Illustrating this poem is a full-frontal photograph of the governor of California entirely nude, flexing pretty much everything there is to flex. Now let’s ignore the fact that Michael Palmer has, so far as I know, no MFA, nor is a member of any standing of the MLA (nor, for that matter, is named Michael, except insofar as he has adopted his middle name). What is Johnson saying? More exactly, what is Johnson implying?

Here is the poem entitled “Ron Silliman”:

Poetry, children, is boring.
We must not say so. But
life is, too. And this is
the New Realism.

The illustration for this piece is a photograph of a young woman – the presence of a crude blackboard on the walls suggests that she is a school teacher – about to whip with a ruler the bare bottom of a female student. Given that I believe none of the above, it’s a head scratcher.

Perhaps the most telling text in the entire volume occurs on a faux copyright page (there’s a real one further up) that reads:

© Wherever Poetry, With Its Loves, Hates, and Sorrows Resides

Disclaimer: All Names and characters portrayed here are completely fictional. Any resemblance to real persons, living or dead, is in most cases coincidental. This holds, as well, for nearly all images accompanying the epigrams, hard copies of which were tossed into a big wicker basket and shuffled around before each image was randomly picked out and given its pairing with a poem.

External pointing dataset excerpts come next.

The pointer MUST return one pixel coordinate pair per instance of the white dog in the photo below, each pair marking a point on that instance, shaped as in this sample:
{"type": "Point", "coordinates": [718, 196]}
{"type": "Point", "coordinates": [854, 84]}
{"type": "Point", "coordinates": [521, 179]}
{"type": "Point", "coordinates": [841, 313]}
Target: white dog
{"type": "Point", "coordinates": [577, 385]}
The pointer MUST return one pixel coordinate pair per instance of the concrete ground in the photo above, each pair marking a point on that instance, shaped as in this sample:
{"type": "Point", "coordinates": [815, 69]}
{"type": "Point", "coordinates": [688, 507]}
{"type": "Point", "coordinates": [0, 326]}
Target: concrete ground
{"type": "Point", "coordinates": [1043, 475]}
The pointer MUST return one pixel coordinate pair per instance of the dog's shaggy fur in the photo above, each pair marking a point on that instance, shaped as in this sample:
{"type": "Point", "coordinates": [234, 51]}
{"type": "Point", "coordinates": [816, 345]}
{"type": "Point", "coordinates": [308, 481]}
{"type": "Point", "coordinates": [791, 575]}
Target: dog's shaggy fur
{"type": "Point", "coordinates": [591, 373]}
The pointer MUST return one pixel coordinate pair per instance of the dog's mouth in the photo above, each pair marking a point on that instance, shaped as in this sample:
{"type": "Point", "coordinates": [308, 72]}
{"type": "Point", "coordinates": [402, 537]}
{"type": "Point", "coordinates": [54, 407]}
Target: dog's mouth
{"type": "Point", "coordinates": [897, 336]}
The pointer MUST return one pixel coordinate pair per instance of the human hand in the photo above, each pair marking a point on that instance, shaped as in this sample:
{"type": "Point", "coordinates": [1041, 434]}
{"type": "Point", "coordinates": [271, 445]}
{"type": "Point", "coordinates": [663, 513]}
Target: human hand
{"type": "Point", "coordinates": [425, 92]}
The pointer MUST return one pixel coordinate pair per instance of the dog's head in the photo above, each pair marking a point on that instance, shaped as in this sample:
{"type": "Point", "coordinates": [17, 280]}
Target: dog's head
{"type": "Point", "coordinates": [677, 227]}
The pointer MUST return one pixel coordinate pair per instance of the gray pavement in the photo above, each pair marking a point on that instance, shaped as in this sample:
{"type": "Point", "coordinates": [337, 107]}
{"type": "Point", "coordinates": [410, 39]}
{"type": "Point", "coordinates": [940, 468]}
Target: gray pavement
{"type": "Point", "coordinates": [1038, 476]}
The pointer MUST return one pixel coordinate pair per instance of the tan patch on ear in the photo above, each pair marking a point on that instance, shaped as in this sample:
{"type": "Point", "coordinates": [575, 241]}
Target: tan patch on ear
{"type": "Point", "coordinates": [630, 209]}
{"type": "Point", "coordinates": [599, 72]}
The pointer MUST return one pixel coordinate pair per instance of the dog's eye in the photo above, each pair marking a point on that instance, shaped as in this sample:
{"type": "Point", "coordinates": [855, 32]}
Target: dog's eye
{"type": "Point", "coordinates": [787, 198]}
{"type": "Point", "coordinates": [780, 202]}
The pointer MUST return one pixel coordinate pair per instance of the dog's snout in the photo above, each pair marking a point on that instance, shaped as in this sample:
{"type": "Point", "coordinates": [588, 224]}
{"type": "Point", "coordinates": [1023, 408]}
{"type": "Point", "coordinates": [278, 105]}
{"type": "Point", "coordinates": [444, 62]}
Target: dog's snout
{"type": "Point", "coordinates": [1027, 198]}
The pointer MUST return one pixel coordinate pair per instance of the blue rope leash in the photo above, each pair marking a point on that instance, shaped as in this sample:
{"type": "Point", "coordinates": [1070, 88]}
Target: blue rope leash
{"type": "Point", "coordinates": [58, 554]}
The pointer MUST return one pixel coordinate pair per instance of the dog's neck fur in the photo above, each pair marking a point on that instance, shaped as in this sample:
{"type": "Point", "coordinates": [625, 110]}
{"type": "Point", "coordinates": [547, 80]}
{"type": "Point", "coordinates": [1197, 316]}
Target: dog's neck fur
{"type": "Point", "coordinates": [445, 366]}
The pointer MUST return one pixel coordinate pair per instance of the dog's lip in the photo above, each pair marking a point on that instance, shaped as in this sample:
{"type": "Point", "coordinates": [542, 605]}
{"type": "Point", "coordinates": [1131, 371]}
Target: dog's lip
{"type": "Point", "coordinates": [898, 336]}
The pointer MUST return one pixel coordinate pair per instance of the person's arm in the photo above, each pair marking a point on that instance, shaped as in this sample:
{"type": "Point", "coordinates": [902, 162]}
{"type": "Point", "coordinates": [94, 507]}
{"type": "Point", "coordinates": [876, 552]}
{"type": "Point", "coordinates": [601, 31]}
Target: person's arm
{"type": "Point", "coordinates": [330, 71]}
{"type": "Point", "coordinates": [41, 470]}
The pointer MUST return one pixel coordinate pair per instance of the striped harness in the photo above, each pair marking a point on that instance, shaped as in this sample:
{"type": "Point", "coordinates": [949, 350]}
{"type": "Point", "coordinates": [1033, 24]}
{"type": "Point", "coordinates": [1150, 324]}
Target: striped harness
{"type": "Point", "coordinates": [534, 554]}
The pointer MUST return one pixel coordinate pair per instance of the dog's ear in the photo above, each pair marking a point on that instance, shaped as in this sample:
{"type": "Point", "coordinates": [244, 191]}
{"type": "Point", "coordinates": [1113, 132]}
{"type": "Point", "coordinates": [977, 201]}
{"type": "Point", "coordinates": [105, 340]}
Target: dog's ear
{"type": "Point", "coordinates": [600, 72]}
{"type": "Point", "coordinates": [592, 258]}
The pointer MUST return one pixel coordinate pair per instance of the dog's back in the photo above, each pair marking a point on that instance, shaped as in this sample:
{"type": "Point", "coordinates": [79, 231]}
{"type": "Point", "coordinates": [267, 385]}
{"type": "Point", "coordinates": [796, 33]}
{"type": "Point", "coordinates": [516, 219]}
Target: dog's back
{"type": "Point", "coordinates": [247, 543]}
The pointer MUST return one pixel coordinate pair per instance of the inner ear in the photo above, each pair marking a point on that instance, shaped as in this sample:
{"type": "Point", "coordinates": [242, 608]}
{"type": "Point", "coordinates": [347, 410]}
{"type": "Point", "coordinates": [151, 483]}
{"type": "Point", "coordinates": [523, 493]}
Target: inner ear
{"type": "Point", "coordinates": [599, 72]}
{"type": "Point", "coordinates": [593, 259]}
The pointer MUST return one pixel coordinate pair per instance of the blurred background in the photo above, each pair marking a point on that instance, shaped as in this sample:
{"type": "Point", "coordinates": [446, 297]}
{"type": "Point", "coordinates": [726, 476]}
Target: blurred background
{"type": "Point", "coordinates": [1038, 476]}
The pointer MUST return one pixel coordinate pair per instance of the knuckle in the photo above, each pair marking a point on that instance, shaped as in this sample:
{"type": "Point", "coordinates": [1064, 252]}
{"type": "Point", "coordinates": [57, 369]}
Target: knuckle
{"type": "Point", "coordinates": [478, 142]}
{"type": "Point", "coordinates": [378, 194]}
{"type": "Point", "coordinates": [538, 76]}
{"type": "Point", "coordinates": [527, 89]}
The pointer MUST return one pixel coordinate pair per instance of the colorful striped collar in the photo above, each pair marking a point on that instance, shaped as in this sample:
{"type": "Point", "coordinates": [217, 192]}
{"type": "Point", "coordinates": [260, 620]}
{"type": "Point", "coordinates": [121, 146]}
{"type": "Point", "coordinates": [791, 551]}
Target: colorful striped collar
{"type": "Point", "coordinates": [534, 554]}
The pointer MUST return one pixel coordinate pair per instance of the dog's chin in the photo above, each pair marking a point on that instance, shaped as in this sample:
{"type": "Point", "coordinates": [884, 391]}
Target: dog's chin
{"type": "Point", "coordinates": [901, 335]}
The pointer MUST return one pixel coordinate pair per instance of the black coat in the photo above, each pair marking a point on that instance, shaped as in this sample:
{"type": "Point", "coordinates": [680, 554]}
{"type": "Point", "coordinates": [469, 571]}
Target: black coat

I love that “in most cases” qualifier above; ditto the “nearly all.” For what distinguishes this book is its gleeful meanness, as in “Lyn Lifshin”:

Not to be mean, or anything
Like that, but did Lyn Lifshin
Really ever exist?

Another, illustrated by a photo of Marilyn Monroe raising a martini glass, is “Robert Grenier”:


Or, illustrated by a photo of a used car salesman, “Robert Pinsky”:

I, too, dislike him,
though I’m not sure why.

Or, illustrated by a photo of Telly Savalas sticking a lollipop into his mouth, “David Antin”:

Shortly after 9/11, he spoke in writing
on the listserv Poetics: “If you encounter
a terrorist on a plane, you don’t politely
request that he return to his seat, you
pull out a .45 and you shoot him.”
History is unstoppable in its teleological
drive to unity: Pop culture merges
with the Humanities; the Talk Show merges
with Talk Poetry. And huge decompressed
machines fall, like ideologemes, out of the air.

Or, illustrated with a photo of the burned corpses of American contractors being hung from a Baghdad bridge, “Stephen Burt”:

Poet and critic, we claim him
as our Randall Jarrell (the younger version)>
Oh, goodbye, Helen Vendler, goodbye,
for you are their Matthew Arnold.
We wash you out of your shattered turret with a hose.

Some of the poems (Graham Foust, Mei-mei Berssenbrugge) are “in the manner” of their targets & in more than a few cases, Johnson is settling scores. My own name appears in a half dozen or so pieces, the hit count of this blog in more than one. Of the 118 total, just 30 are women, several of whom – Eleni Sikelianos, Eileen Myles, Catherine Daly, Hoa Nguyen – are considered more for their looks than their poetry. Un-PC? You bet.

Johnson is, I think, the canary in our coal mine, gasping for air. Like Jim Behrle, whose stance towards poetry as first of all a social activity Johnson comes close to miming, he is telling us something moderately significant about contemporary verse. More than Behrle, Johnson has figured out how to fit this into his written work, as such. But the downside for both is that to get to this place, one has to be almost tragically out of control, which is the choice each appears to accept. There is an audience of sorts that takes this as bravery – the same folks who thought the homophobia of Ed Dorn & Tom Clark with regards to Naropa – wishing Allen Ginsberg “the gift of AIDS” – was telling it like it is. More accurately, it’s like the way in which Clark’s biographies invariably identify with their subjects as monsters, as tho the monster in the mirror were all one could ever hope to confront, really. One might say that Kent Johnson is at war with poetry, with all of it, and desperately in love with it as well. The result is pornographic in the most literal sense – you hate to find yourself staring obsessively at it, like watching someone with horrific burn scars attempt to sip through a straw. As such, it’s a powerful, tho stomach-wrenching experience.